CAPÍTULO 30

23 de abril de 510 a. C.

El consejero Cilón avanzaba satisfecho por las concurridas calles de Crotona. Llevaba el extremo de su larga túnica púrpura enrollado en el brazo izquierdo y el derecho descubierto. El sol de la mañana le daba directamente en la cara. Entornó los párpados, disfrutando de la sensación de calor en la piel.

«El tiempo mejora, igual que mi posición en el Consejo».

Sabía que en breve se le uniría alguien para acompañarlo a la sesión matinal. Desde que había ganado peso político eran muchos los que revoloteaban a su alrededor, zalameros, apostando por él para obtener algún beneficio de su renovada influencia.

—Cilón, buenos días.

«El primero».

Sonrió complaciente y se detuvo a esperar a Calo, un rico comerciante encorvado y enjuto de unos sesenta años, que disponía de la red de informantes más envidiada de toda Crotona. Era un aliado imprescindible a la vez que traicionero. Uno de esos miserables sin escrúpulos que tanto podían aportar y a los que Pitágoras nunca se acercaría.

—Te traigo una magnífica noticia que no creo que haya llegado aún a tus oídos.

—Si tú lo dices, Calo, no tengo ninguna duda de que así es.

Calo se frotó las manos, regocijándose, y Cilón se alegró de verlo tan contento. El pitagórico Consejo de los 300 había actuado en más de una ocasión contra Calo debido a que éste no tenía reparos en recurrir al pirateo para acabar con sus competidores.
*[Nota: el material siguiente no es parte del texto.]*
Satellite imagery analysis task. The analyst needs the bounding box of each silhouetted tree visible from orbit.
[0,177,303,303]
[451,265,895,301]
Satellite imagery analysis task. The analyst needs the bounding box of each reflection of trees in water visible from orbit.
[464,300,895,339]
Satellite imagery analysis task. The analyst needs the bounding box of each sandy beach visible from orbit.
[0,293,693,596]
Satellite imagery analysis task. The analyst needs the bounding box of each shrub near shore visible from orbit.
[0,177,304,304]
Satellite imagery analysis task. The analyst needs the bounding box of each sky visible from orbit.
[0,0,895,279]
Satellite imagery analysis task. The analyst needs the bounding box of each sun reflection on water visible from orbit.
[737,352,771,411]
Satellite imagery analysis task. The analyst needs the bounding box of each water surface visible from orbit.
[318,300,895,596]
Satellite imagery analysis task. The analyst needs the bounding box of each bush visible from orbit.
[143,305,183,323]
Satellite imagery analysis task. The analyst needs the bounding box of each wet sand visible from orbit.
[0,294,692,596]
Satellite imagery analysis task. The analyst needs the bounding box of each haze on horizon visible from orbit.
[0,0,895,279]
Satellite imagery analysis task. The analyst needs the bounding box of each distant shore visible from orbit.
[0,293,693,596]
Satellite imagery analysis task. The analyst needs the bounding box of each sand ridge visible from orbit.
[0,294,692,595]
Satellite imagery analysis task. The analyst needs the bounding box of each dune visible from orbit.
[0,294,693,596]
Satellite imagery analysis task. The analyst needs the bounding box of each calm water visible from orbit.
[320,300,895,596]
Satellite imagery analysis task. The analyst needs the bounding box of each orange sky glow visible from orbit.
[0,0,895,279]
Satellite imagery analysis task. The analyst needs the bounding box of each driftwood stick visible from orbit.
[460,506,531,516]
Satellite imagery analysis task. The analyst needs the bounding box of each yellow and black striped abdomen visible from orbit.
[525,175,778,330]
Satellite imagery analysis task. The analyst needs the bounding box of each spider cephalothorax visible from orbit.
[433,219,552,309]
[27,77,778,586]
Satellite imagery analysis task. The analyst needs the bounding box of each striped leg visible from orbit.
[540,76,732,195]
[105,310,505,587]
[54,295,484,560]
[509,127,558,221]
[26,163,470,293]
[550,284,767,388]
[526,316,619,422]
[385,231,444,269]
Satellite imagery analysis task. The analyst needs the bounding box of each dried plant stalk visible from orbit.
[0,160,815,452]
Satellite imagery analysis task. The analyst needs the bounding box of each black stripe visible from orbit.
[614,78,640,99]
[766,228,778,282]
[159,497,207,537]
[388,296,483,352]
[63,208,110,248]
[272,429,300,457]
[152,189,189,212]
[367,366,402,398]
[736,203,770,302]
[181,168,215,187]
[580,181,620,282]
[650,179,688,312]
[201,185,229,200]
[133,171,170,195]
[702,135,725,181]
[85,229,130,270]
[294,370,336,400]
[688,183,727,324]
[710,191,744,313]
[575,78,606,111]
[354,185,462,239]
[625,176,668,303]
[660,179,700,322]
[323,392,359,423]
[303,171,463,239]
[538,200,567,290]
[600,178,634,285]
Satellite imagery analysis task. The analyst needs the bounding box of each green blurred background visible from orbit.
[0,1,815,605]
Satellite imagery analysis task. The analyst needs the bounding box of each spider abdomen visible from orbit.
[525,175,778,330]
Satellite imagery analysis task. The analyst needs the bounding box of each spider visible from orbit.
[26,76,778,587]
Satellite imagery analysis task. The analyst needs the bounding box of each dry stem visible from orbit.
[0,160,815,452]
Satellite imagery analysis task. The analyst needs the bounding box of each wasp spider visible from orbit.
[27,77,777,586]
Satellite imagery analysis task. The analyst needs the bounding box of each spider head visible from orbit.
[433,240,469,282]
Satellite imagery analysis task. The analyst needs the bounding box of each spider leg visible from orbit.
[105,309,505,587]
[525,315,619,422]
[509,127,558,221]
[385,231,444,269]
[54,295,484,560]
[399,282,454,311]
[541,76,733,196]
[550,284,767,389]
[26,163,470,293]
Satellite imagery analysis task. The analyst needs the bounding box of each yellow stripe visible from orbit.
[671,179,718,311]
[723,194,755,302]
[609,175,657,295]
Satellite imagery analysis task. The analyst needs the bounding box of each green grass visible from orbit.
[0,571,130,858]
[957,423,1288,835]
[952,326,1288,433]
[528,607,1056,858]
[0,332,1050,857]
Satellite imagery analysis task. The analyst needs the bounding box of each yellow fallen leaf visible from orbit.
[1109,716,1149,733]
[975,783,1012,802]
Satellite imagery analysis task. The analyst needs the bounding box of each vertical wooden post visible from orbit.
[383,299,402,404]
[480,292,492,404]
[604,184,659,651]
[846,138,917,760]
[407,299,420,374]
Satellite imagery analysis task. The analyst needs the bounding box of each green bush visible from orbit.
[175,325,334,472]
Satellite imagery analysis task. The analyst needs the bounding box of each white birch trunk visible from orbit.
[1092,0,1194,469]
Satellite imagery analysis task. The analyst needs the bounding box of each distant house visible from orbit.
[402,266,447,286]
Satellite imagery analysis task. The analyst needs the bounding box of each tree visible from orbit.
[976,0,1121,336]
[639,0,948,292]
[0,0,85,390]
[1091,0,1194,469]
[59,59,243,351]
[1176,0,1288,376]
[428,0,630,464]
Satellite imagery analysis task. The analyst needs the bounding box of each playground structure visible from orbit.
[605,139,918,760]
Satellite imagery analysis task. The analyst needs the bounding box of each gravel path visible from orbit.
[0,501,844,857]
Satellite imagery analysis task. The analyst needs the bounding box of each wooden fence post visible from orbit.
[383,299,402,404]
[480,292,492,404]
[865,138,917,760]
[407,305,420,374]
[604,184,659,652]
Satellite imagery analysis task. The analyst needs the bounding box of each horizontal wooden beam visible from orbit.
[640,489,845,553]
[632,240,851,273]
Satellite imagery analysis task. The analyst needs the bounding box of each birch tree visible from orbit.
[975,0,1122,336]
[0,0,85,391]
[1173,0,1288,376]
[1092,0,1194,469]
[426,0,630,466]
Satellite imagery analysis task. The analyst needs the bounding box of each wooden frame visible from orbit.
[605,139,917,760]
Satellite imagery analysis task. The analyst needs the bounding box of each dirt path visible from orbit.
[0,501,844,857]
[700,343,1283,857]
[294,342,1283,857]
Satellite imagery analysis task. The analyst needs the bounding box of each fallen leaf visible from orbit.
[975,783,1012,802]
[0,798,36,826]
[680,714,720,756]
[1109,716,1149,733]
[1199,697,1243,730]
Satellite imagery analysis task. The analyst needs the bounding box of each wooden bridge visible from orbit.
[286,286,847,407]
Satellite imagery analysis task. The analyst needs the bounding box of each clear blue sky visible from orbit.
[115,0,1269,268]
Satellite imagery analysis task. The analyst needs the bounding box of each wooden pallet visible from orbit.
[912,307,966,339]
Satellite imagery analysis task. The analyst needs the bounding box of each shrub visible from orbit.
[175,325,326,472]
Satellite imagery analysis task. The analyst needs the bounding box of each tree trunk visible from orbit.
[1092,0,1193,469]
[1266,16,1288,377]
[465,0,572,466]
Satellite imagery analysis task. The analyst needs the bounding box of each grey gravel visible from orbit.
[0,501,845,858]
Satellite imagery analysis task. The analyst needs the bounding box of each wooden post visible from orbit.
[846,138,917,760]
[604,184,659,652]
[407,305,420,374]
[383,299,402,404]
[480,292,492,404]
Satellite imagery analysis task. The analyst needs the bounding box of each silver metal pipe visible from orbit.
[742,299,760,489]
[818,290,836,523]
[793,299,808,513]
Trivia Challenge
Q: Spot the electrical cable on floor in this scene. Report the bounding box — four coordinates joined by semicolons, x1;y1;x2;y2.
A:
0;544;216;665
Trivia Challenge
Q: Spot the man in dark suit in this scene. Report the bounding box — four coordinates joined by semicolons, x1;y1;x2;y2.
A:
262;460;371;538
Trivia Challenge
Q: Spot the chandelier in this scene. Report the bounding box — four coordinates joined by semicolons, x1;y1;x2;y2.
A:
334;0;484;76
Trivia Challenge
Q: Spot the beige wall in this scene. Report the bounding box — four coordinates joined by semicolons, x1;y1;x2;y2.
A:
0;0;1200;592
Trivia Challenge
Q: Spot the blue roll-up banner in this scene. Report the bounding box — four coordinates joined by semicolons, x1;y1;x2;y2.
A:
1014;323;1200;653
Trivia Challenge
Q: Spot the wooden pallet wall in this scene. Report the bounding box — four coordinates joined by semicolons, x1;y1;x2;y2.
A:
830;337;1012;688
Que Calo estuviera contento no podía ser bueno para los pitagóricos.

El retorcido comerciante soltó de golpe su impactante información:

—Esta noche ha sido asesinado otro de los hombres de peso de la comunidad pitagórica.

—¡¿Quién?! —Cilón se atrevió a soñar con que fuese el mismísimo Pitágoras.

—Uno de los hombres de confianza de Pitágoras: Daaruk.

«El extranjero», pensó Cilón con desprecio.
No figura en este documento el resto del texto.